Anaphoric Procs
Published .
Tags: computer-science, ruby
If you write a fair amount of Ruby, I’ll bet you use Symbol#to_proc all the time. If you want to reverse every string in an array, for example, you probably do something like:
["foo", "bar", "baz"].map(&:reverse) # => ["oof", "rab", "zab"]
This works because there’s a unary function & in Ruby which is syntactic sugar for #to_proc, so &:reverse is equivalent to :reverse.to_proc.
Now, suppose you want to reverse and upcase every string in an array. You could chain two maps, which in practice is what I usually do:
["foo", "bar", "baz"].map(&:reverse).map(&:upcase) # => ["OOF", "RAB", "ZAB"]
You could also fall back on block syntax:
["foo", "bar", "baz"].map { |x| x.reverse.upcase } # => ["OOF", "RAB", "ZAB"]
I don’t really like either one of these. The first requires looping twice over the same structure, and block syntax means introducing a dummy variable x. It would be nice if we had the advantages of both.
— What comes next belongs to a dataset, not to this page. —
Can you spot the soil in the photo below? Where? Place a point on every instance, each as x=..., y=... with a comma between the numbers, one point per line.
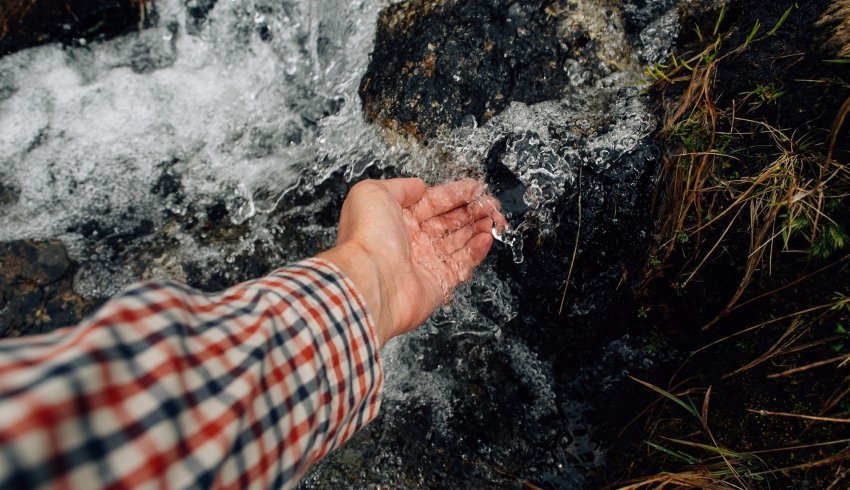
x=792, y=60
x=26, y=23
x=438, y=64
Luckily, we can build a solution. Ruby’s no Lisp, but metaprogramming still gives us quite a lot of leverage to introduce new constructs. First, though, we should talk about anaphora.
Anaphora are a concept that’s been borrowed from linguistics. It literally means “carrying back,” like when a phrase is repeated over and over for emphasis. In programming languages, though, anaphora are expressions that refer back to an object that was previously mentioned; they’re like using a pronoun like “it,” as in, “He hit the ball and knocked it out of the park.”
Let’s introduce that concept to Ruby!
class Anaphora def initialize(proc = -> (x) { x }) @proc = proc end def to_proc @proc end def method_missing(*args) Anaphora.new(-> (x) { to_proc.call(x).send(*args) }) end end class Object def _ Anaphora.new end end
And trying it out:
["foo", "bar"].map(&_.upcase.reverse) # => ["OOF", "RAB"]
OK, wait, what did we do there? Let’s skip the Anaphora class for the moment and examine the effects first.
First, notice that Object#_ has been monkey-patched to return a new instance of Anaphora. Since Object is nigh-universally available, we can now call _ just about anywhere in our code to get a new Anaphora object.
In the argument to map in the last example, we called _ to create a new Anaphora instance, called upcase on it, called reverse on the result of upcase, and finally applied & to the whole thing, which is just the same as calling to_proc.
I’d never introduce this to any codebase that someone other than me had to maintain (and probably not even that!) but it’s a fun example of what a flexible little language Ruby is!